だからこそ、判断の質が、そのまま会社の将来を左右します。
一人で考え続けることのリスク
もちろん、最終的な意思決定は経営者自身が行うものです。
しかし、一人で考え続けていると、
- 選択肢が固定化する
- 目先の課題ばかり見える
- リスクを過大・過小評価してしまう
- 「今すぐやるべきこと」と「本当に重要なこと」が混在する
といった状態に陥ることがあります。
これは能力の問題ではなく、誰にでも起こることです。
経営とは複雑な判断の連続だからこそ、第三者の視点があることで、見えていなかった選択肢に気づくことがあります。
中小企業診断士は「答えを出す人」ではない
中小企業診断士は、経営者に代わって経営判断を行う存在ではありません。
役割は、
- 課題を整理する
- 優先順位を明確にする
- 財務・マーケティング・組織など複数の視点から考える
- 判断材料を整理する
ことです。
経営者が納得して意思決定できる状態をつくることが、本来の支援だと考えています。
「相談すること」は弱さではなく経営の仕組み
「相談するのは、自分で決められないからではないか。
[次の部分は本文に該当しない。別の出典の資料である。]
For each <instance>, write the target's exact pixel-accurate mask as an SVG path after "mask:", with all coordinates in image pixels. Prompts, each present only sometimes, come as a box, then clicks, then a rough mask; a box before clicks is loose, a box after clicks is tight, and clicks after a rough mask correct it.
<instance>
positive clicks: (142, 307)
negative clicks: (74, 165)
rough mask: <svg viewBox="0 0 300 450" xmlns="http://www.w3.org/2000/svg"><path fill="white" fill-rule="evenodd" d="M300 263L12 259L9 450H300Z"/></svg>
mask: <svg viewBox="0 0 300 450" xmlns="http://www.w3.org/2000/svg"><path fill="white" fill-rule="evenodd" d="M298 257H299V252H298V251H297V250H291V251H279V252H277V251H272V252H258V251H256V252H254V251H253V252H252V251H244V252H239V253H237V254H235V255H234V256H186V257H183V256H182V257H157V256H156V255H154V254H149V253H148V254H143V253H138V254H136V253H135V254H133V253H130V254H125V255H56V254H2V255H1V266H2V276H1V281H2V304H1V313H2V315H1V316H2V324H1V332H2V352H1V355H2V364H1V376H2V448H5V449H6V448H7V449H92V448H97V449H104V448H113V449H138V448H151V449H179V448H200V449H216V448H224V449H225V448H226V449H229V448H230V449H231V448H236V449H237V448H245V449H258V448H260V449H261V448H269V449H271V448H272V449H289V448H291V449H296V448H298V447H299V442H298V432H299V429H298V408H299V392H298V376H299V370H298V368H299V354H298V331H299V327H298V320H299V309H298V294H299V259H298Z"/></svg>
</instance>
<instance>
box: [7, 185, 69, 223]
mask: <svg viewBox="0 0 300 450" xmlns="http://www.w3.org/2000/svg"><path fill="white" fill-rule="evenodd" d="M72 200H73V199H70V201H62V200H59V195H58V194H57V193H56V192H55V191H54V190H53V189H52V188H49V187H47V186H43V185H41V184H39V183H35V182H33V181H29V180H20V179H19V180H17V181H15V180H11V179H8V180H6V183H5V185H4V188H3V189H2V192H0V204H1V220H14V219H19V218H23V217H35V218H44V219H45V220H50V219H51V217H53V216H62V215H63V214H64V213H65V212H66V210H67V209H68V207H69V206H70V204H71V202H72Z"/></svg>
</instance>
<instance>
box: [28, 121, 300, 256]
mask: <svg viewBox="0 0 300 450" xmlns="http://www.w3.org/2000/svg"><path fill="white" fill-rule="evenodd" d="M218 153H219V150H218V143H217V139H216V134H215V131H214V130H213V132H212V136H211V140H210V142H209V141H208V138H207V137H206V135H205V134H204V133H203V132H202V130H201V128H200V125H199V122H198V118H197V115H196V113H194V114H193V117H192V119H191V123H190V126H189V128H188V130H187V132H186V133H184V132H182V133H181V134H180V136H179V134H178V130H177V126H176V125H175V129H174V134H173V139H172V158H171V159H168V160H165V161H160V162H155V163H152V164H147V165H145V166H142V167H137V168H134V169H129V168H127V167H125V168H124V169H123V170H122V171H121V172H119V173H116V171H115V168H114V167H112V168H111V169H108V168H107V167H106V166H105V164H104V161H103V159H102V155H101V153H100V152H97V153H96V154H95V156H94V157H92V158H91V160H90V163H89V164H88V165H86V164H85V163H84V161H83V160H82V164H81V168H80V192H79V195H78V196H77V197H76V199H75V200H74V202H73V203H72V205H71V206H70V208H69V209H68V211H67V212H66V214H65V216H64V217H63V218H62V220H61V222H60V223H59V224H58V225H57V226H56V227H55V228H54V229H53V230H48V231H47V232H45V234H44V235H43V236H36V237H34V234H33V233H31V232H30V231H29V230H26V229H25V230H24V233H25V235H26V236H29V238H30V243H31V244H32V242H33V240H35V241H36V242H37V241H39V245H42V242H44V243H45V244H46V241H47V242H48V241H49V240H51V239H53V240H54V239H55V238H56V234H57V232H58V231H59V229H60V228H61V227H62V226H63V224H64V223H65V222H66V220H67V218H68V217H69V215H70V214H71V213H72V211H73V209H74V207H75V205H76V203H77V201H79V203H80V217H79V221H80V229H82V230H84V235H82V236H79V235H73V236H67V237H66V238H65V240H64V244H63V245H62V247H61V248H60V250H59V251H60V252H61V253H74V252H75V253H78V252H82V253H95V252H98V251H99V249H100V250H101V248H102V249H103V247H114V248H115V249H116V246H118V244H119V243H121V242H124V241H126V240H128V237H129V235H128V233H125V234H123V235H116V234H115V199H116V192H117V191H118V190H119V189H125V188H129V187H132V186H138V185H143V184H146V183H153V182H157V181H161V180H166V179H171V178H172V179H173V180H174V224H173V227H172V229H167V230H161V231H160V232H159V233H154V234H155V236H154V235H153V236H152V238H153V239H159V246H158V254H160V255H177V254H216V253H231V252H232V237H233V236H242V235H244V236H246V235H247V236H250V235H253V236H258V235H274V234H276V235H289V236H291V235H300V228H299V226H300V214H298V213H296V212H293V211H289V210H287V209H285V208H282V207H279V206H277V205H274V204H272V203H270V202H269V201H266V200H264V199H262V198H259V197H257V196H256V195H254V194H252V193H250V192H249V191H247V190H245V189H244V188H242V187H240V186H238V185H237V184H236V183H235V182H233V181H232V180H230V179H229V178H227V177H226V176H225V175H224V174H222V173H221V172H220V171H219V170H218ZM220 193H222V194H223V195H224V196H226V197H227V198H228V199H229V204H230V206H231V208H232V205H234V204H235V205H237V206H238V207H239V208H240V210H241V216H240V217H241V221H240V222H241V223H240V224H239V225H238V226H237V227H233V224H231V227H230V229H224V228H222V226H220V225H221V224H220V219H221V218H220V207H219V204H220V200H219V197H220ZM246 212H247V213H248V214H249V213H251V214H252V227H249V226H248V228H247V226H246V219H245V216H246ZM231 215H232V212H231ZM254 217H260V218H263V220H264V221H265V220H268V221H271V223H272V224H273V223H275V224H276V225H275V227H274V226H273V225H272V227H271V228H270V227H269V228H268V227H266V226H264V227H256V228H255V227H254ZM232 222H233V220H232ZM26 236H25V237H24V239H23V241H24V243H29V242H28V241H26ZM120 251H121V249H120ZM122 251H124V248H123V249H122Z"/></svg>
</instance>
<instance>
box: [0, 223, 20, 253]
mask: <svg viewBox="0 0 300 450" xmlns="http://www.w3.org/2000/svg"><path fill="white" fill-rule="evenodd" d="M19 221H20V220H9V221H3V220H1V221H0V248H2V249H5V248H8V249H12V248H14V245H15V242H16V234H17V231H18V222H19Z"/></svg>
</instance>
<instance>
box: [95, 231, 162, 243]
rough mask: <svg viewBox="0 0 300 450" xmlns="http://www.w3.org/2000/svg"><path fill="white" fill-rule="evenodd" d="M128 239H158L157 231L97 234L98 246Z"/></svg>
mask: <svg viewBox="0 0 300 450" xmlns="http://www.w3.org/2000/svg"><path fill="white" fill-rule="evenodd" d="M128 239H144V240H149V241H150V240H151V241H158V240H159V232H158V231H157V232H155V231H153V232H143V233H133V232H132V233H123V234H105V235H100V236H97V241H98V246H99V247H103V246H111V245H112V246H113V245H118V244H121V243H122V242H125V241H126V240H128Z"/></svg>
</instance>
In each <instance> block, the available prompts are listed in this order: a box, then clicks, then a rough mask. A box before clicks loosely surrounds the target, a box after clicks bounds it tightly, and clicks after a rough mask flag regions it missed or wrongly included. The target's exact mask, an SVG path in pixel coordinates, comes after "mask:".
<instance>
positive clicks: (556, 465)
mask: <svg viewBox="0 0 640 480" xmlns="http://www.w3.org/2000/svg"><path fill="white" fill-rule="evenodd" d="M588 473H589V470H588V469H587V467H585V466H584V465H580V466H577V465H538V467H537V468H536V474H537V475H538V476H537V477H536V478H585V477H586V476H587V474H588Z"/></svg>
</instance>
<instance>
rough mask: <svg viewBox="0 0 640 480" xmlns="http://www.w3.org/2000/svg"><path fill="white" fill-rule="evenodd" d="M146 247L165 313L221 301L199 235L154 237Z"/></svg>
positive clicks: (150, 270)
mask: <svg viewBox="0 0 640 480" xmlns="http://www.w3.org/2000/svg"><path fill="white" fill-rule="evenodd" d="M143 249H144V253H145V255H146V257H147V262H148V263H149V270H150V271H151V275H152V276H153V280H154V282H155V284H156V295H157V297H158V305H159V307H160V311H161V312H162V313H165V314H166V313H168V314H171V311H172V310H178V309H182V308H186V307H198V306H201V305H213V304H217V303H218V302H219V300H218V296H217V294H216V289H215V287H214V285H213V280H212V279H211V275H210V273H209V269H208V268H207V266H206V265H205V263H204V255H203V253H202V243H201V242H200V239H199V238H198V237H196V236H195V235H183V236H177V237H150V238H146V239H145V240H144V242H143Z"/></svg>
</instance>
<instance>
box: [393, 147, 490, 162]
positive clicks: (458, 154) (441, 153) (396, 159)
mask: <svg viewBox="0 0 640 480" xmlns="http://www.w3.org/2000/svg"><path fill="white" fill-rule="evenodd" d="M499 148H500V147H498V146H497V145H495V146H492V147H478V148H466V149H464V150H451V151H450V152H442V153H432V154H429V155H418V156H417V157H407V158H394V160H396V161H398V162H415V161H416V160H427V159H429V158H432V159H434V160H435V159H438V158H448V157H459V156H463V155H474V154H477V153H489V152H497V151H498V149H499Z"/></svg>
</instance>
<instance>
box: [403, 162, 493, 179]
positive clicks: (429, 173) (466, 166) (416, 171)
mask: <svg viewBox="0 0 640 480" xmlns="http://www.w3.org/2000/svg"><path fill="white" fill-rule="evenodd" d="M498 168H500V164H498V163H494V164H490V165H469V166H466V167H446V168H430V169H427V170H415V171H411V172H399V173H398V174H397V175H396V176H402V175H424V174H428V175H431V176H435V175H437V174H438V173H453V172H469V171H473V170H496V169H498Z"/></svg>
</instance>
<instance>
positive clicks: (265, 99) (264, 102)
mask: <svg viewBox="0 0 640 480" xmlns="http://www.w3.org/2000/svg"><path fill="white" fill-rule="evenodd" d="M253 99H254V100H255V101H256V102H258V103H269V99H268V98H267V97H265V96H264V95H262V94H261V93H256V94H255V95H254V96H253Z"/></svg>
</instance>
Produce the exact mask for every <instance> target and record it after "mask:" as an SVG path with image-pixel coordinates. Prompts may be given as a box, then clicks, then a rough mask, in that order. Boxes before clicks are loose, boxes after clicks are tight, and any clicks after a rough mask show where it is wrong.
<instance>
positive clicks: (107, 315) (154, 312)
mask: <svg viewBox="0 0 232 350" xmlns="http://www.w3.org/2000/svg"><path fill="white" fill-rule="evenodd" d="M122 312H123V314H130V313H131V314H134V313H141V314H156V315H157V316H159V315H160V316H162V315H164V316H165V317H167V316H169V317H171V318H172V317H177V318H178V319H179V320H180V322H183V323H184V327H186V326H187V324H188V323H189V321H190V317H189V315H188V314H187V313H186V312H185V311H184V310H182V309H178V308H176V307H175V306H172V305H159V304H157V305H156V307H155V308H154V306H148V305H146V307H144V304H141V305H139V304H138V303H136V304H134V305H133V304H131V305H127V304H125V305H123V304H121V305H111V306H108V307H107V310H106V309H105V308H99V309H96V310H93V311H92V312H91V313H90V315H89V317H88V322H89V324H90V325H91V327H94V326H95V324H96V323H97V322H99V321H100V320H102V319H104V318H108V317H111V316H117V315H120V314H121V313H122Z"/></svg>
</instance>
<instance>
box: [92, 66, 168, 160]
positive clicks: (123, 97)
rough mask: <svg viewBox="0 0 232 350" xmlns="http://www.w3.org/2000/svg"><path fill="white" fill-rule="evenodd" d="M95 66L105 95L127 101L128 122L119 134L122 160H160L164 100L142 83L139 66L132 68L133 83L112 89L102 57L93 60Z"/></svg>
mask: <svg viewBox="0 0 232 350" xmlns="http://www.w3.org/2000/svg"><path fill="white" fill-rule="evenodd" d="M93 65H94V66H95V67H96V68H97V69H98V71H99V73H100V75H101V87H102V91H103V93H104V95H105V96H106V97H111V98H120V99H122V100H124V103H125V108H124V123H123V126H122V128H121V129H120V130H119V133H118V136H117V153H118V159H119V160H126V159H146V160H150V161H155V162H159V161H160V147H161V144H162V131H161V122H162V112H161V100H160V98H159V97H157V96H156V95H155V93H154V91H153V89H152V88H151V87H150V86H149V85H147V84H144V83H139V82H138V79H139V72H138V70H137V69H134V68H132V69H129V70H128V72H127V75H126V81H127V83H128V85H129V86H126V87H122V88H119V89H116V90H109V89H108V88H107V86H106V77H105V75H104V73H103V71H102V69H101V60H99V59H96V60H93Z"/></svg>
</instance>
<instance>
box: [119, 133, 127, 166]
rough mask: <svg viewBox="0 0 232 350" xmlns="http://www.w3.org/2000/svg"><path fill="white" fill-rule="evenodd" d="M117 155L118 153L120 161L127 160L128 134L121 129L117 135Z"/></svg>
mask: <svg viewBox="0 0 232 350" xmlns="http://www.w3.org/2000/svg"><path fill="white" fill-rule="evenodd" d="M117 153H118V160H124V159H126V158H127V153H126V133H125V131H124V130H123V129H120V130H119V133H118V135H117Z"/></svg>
」
そう考える経営者も少なくありません。
しかし実際には、成長している企業ほど、税理士、社労士、中小企業診断士など、それぞれの専門家を活用しながら経営判断を行っています。
相談とは依存ではなく、経営判断の精度を高めるための仕組みです。
限られた時間と経営資源を有効に使うためにも、一人で抱え込まない環境をつくることは、経営そのものと言えるでしょう。
壁打ちから見えてくる本当の課題
実際のご相談でも、
「広告を見直したい」
「補助金を活用したい」
「売上を伸ばしたい」
というテーマから話が始まり、整理していくと、本当の課題は別のところにあるケースは少なくありません。
例えば、
- 優先順位が整理できていない
- 経営戦略が曖昧になっている
- ターゲットが定まっていない
- 投資判断の基準がない
といった根本的な課題が見えてくることがあります。
だからこそ、施策を考える前に、一度立ち止まって整理する時間には大きな価値があります。
まとめ
経営者に必要なのは、一人で答えを出し続けることではありません。
課題を整理し、判断の質を高めるための相談相手を持つことです。
中小企業診断士は、経営者の代わりに経営を行う存在ではなく、思考を整理し、より良い意思決定を支える伴走者です。
経営課題が複雑になったときこそ、一人で抱え込まず、事業全体を俯瞰しながら整理する時間を持つことをおすすめします。